This House is Home
This House is Home
Many will remember Virginia Lee Burton’s The Little House, published in 1942. In that book, a little pink bungalow on a hill watches a city grow up around it as it experiences times of day, seasons, the passing of years, and the changes in the landscape. Finally, dirty, dilapidated and surrounded by skyscrapers and busy roads, it is found by “the great-great-granddaughter of the man who built the Little House so well” and moved to a new location out in the country.
This 2021 book by Deborah Kerbel tells a similar tale using the voice of a little girl rabbit named Lily. She is one of a large family which occupies a big white stucco house, shown with its coloured doors and balconies, situated at the end of a lane. At the start, the narrator muses on the nature of change.
The world is a busy place.
Change rushes this way and that.
But Grandma says our house is old and steady as mountains.
Progress is definitely in the wind. Real estate speculators and other prospective buyers are regular visitors to the house, apparently eager to scoop up an investment opportunity. (“Grandma offered everyone cookies and lemonade, then shooed them away like flies.”). Although neighbours around them are packing up and leaving, the rabbit family is not interested in selling.
Construction begins on a major road which comes right up to the door.
And suddenly we were an island in a river of concrete.
Then came the cars. They sped by our windows, this way and that.
The rumble of wheels shook our walls all day long.
At night, buzzing engines sawed my dreams in half.
The fast-moving cars and trucks are a scary sight to Lily. The entire family feels the stress of the situation, evidenced by the picture of Grandma sneezing from the dust, children squabbling, baby crying and Dad Rabbit trying to keep up with the dirt with his vacuum, all while Lily peers sadly out the window.
Lily sees a flower growing on the other side of the highway – the last one left! – and feels she has to save it. She scampers through the traffic and brings the flower back to be put in a pot on her windowsill. Lily knows this can only be a temporary place if the plant is to thrive, and these thoughts engender a dream.
That night, my dreams became whole again.
The road had melted into a sea.
The cars had shrunken to fish.
My house had grown sails. And I was its captain.
Lily’s dream seems to provide the impetus for the house to be put up on wheels and thence onto a barge. The last picture shows the rabbit family waving to shorebound friends as they and their house float down the river, presumably to finish up in a new, more peaceful location.
Kerbel’s telling of the story lacks some of the poetry of the Burton book, much of which relies on repetition for its cadence. Here the sentences are shorter and less descriptive. Also, the transition near the end is a little abrupt, and the narrative leans heavily on the illustrations for elaboration on its ideas. However, the emotion of the characters, at first basking in a quiet family life, then thrown into a maelstrom of uncertainty, is clear.

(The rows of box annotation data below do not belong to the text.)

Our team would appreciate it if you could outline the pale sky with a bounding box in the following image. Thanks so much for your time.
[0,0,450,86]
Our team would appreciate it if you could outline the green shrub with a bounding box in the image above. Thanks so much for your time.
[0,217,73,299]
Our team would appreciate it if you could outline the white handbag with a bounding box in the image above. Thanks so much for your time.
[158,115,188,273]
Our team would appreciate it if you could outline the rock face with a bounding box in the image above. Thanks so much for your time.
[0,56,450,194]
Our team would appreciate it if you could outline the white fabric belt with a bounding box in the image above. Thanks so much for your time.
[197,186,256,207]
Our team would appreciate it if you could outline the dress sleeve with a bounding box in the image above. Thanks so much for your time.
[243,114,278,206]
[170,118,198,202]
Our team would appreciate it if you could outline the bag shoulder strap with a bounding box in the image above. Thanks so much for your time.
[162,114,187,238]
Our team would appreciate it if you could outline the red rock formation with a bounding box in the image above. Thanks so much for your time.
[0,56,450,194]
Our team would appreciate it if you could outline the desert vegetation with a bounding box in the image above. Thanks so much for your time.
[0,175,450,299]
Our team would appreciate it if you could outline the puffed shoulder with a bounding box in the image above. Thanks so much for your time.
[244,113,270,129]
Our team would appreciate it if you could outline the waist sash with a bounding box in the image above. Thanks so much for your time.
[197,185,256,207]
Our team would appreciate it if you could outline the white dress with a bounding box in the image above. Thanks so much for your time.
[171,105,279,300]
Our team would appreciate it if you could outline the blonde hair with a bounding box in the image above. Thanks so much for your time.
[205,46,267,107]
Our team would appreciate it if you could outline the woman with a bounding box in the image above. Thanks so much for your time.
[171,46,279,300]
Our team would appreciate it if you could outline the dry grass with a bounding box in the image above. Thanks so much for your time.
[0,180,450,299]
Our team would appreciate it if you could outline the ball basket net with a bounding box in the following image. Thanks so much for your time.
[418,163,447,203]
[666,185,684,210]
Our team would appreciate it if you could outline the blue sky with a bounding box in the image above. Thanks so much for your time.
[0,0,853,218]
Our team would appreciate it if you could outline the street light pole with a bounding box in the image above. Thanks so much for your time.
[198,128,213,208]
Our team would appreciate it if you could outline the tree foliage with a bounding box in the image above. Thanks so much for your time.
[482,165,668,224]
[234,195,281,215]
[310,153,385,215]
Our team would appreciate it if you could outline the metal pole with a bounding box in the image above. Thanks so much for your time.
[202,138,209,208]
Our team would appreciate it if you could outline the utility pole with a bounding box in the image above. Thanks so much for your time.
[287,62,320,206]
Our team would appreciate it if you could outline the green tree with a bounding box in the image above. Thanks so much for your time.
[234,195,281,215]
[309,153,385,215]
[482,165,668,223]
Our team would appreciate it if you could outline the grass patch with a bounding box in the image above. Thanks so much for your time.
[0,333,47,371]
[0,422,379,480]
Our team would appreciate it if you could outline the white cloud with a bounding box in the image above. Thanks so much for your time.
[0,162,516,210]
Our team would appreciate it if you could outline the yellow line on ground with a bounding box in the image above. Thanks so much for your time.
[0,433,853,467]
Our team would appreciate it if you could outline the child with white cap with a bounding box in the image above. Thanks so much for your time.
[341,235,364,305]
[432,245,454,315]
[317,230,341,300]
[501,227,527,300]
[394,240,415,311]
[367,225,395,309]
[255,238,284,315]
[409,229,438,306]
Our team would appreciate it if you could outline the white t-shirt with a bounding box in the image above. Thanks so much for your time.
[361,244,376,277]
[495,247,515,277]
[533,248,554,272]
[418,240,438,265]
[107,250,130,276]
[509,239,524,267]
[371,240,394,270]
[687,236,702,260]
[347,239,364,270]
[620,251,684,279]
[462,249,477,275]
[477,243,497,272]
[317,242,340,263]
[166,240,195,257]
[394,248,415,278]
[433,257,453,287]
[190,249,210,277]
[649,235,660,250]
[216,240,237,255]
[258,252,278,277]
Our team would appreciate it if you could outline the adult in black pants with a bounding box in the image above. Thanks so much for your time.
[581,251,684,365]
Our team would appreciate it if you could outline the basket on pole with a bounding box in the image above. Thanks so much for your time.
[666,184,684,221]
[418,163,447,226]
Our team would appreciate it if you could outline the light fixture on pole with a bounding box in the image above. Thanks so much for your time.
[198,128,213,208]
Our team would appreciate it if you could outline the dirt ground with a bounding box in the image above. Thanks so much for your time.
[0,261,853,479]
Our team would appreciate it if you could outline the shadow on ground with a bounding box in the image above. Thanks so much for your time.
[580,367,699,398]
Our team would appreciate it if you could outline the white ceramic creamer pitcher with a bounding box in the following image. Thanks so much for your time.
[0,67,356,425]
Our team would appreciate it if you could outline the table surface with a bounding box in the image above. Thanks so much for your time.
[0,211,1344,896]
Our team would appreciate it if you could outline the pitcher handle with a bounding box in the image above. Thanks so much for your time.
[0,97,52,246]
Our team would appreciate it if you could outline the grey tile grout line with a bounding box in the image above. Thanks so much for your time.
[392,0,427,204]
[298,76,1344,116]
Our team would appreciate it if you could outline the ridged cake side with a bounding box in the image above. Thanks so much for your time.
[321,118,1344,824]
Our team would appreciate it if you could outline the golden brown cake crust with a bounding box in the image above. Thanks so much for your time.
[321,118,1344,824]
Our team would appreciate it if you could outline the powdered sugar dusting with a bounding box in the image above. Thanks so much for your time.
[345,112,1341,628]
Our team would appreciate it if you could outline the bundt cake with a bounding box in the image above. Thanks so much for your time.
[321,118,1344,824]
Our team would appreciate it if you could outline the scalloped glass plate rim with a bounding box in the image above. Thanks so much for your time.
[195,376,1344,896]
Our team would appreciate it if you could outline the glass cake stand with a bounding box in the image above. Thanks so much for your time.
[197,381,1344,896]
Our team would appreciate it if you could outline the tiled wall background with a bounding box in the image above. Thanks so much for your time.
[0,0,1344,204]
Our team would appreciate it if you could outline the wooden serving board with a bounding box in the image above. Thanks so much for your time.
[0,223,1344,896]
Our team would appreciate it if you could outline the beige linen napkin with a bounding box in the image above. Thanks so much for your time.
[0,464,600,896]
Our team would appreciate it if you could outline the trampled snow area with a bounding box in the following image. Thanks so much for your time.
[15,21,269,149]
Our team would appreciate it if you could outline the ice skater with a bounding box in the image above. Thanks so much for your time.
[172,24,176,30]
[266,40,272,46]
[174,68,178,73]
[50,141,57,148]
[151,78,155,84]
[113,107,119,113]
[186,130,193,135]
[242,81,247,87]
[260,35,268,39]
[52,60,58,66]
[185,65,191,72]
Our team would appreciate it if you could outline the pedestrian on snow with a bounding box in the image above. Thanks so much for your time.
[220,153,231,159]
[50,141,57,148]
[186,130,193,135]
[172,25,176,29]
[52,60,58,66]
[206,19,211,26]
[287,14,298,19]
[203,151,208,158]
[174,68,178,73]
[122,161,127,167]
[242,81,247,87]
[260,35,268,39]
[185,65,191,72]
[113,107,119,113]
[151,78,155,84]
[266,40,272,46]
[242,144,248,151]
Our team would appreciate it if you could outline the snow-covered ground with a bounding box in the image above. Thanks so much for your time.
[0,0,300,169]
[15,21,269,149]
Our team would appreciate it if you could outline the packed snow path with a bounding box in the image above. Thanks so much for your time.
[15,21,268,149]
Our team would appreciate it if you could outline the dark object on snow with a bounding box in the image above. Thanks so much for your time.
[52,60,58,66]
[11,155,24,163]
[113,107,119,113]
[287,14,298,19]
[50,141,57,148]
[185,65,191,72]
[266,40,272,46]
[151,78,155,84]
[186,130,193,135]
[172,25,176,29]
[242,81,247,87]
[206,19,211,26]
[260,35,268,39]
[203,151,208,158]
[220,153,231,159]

Watercolour and line illustrations in mostly pastel shades show the rabbits in their home and then dealing with the upheaval of the activity that takes over. This palette contrasts sharply with the double spread which uses oily dark blues and greens showing the vehicles rumbling along the new road at night, headlights shining into the dark and exhaust spewing. The detailed pictures always amplify the text in interesting ways.
Two artists, both of whom have previously-published picture books to their credit, have given readers a pleasant, if not essential, addition to school and public library collections. Besides enjoying This House is Home as a read-aloud story, parents and adults working with children may find the book useful when having discussions about the environment and urban development.
Ellen Heaney is a retired children’s librarian living in Coquitlam, British Columbia.